Mine 3 play with each others all the time causing their hair breakage. After I pray and brush hair with water mixed with grooming conditioner every day. Thier hair now grow longer.

Can't do angthing else, one of them is exstreamely playful.


----------



## *Missy* (Oct 7, 2011)

Ugh I know exactly what you mean! Rustee and Paislee (and now a friend's puppy who I puppy sit for sometimes) Play like crazy! They yank each others tail, beards, and topknots ugh! THey have so much fun but Rustee has much thicker sturdier hair I suppose because his is fine...but not hers she is beginnning to look more and more scraggly everyday :smilie_tischkante: mostly on her topknot and I am thinking it will have to be cut off which will KILL me...I LOOOVE BOWS LOL...your babies are sooo soo cute :wub:


----------



## hoaloha (Jan 27, 2012)

Welcome!

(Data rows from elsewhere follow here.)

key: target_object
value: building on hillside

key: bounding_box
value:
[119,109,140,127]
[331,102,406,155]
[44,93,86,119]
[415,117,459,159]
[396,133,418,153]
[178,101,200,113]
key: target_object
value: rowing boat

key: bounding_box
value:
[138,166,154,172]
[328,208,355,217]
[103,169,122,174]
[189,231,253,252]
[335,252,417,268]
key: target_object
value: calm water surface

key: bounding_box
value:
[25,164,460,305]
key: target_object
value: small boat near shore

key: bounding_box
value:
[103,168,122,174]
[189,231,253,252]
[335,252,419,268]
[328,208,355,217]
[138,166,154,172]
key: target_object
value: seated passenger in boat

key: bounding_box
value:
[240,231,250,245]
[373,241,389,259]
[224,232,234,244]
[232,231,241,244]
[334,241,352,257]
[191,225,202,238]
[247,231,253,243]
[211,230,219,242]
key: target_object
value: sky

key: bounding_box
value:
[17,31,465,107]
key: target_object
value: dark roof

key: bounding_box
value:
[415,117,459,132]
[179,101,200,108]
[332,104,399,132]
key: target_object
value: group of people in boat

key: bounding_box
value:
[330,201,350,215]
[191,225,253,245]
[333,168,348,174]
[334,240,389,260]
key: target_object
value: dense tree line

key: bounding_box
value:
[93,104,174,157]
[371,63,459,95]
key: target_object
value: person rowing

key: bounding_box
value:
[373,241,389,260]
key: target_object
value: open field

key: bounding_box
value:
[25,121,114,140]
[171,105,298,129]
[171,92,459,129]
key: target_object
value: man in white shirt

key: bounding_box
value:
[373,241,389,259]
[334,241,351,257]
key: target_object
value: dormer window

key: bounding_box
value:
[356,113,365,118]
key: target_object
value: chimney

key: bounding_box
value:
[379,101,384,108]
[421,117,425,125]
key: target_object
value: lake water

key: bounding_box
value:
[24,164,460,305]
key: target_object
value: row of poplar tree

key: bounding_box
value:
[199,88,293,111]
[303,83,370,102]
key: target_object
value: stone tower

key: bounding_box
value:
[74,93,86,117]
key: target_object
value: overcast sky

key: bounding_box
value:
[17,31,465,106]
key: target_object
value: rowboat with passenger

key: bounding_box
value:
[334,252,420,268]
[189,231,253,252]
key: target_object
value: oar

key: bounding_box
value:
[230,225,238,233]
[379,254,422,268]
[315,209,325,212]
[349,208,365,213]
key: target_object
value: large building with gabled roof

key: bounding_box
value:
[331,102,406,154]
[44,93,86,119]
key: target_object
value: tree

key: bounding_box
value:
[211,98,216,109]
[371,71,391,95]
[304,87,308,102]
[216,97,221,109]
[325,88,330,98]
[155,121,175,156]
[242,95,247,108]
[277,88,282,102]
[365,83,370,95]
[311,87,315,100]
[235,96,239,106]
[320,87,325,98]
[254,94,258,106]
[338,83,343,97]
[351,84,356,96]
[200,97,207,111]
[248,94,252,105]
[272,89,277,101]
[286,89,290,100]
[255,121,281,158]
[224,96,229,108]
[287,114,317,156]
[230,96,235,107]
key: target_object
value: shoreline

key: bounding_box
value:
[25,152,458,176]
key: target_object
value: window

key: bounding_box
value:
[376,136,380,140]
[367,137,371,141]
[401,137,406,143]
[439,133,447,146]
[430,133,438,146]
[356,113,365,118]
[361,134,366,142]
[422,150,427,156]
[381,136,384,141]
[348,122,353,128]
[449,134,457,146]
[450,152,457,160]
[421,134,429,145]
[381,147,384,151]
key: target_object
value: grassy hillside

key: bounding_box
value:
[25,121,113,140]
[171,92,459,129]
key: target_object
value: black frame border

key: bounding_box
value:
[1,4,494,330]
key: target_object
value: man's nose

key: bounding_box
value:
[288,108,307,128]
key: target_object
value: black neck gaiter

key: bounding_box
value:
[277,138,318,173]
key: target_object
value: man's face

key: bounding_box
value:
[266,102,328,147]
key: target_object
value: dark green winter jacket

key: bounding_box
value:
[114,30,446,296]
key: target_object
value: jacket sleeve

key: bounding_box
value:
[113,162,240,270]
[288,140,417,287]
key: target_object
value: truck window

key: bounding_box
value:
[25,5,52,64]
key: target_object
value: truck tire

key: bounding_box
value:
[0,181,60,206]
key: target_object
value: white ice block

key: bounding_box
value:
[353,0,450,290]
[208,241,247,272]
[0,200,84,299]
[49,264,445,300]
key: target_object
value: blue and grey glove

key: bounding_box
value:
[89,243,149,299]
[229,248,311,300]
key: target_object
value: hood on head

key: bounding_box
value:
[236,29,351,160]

I think puppies naturally like biting each others ears while playing. I second the Grannick's bitter apple suggestion


----------



## MoonDog (Jun 6, 2011)

Your babies are adorable! They must have a really fun time playing with each other. Welcome to Spoiled Maltese!


----------



## BethyBess (Mar 9, 2011)

Thank you all for the warm welcome. 

I think I will try the bitter apple and see how they react. I'll just put a tad bit on the ends of the ears and tail. I think the longer ears are adorable and would like to maintain that look. 

I've been lurking around this forum long before I adopted my Maltese baby last March. I've learned so much and it was this forum that convinced me to go with the Maltese breed. I haven't regretted it for a second. I'd add 10 more to my home if my hubby would let me. 

Thanks for all your help and suggestions! 

Bethany


----------